To achieve the behavior modification the reasoning layer should be able to detect the changes or fault in the character behavior’s, for this the authors (developers) have to specify contracts about long-term character behavior and when this contract is violated the reasoning layer accesses the library and modifies or makes corrections to the predefined library. This can be achieved on the basic of an Emotion model. Emotion values serves as representation of long term behavior’s. The author specifies personality specific constraints on behavior by specifying nominal bounds for emotional values. During runtime a characters emotional state is incremented when specific behavior, annotated by the author succeeds or fails. When the emotion value exceeds the predefined level the reasoning layer detects and makes a blame assignment and changes the library behavior. The emotion increment value per behavior is defined by the author as part of specifying the character personality.
Another requirement on the reasoning module is to determine the behavior that should be changed in response to a violation of the personality contract. This blame assignment process involves analyzing the past execution trace and identifying the behavior with the maximal contribution to the out of bound emotion value, amortized over time, as the responsible behavior.
Once the reasoning module has detected the behavior that need to be modified, the behavior’s are modified using a set of modification operators. The applicability of a modification operator depends on the role the problematic behavior plays in the execution trace, that is, an explanation of how the problematic behavior contributed to a contract violation. Thus, modification operators are categorized according to failure patterns. The failure patterns provide an abstraction mechanism over the execution trace to detect the type of failure that is taking place. On an implementation level, these failure patterns are encoded loosely as finite state machines that look for patterns in the execution trace.
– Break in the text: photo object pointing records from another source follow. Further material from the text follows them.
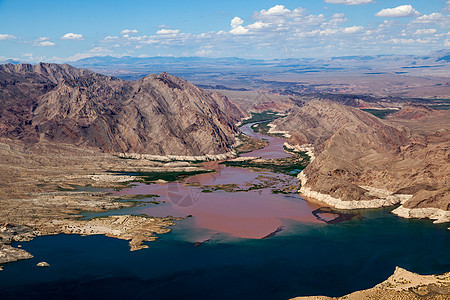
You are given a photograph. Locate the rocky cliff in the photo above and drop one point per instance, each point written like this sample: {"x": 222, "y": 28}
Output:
{"x": 158, "y": 114}
{"x": 362, "y": 161}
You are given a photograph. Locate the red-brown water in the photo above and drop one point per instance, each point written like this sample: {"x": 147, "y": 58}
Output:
{"x": 245, "y": 214}
{"x": 273, "y": 150}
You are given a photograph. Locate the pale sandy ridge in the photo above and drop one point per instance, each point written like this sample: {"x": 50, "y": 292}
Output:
{"x": 402, "y": 285}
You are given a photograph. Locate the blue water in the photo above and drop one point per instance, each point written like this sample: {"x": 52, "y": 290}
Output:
{"x": 306, "y": 259}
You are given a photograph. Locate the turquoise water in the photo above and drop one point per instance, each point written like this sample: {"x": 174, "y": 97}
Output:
{"x": 305, "y": 259}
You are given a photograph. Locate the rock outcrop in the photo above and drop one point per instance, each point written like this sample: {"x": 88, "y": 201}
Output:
{"x": 158, "y": 114}
{"x": 401, "y": 285}
{"x": 365, "y": 162}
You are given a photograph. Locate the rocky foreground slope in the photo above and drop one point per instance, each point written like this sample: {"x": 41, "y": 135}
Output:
{"x": 61, "y": 128}
{"x": 158, "y": 114}
{"x": 365, "y": 162}
{"x": 401, "y": 285}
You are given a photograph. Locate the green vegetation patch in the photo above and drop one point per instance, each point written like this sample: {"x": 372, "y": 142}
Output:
{"x": 289, "y": 165}
{"x": 261, "y": 117}
{"x": 249, "y": 144}
{"x": 380, "y": 113}
{"x": 263, "y": 128}
{"x": 169, "y": 176}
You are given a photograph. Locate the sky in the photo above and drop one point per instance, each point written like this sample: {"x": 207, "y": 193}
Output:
{"x": 65, "y": 31}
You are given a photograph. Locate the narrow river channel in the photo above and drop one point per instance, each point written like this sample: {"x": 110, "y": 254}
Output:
{"x": 252, "y": 244}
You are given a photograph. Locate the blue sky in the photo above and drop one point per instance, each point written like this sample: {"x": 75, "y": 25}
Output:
{"x": 60, "y": 31}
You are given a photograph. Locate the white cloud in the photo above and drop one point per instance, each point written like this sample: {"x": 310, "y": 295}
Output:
{"x": 399, "y": 11}
{"x": 349, "y": 2}
{"x": 402, "y": 41}
{"x": 45, "y": 44}
{"x": 41, "y": 39}
{"x": 258, "y": 25}
{"x": 426, "y": 31}
{"x": 167, "y": 31}
{"x": 129, "y": 31}
{"x": 353, "y": 29}
{"x": 446, "y": 7}
{"x": 5, "y": 36}
{"x": 72, "y": 36}
{"x": 240, "y": 30}
{"x": 277, "y": 10}
{"x": 236, "y": 22}
{"x": 431, "y": 18}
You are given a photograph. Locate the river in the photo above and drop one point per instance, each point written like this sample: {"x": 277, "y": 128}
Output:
{"x": 220, "y": 252}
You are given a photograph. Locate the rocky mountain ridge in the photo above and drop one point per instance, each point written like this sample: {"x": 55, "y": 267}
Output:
{"x": 158, "y": 114}
{"x": 365, "y": 162}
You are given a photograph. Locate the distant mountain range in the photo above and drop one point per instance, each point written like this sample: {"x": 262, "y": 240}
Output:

At runtime, the system detects when the author-provided behavior contract has been violated. Once blame assignment has determined the offending behavior, the system uses the failure patterns to explain the behavior’s role in the contract violation. This involves matching each of the finite state machines associated with the failure pattern against the execution trace. The set of matching failure patterns provide an associated set of applicable behavior modification operators to try on the offending behavior. Operators are tried one at a time until one succeeds. The modified behavior is compiled and reloaded into the agent, allowing the game to continue.
Conclusion
The main aim of this blog is to bring forward the challenges of incorporating AI techniques in computer games and a behavior transformation system that can be used to incorporate AI techniques in computer games.
Applying AI technique models into computer games makes the game play experience more immersive though it is difficult to develop.
The next revolution in gaming industry after audio video presentation and networking capabilities will be AI based techniques that can achieve the goal of adaptive gaming. To achieve this goal the gaming industry need new approaches and tools that helps in incorporating AI in games.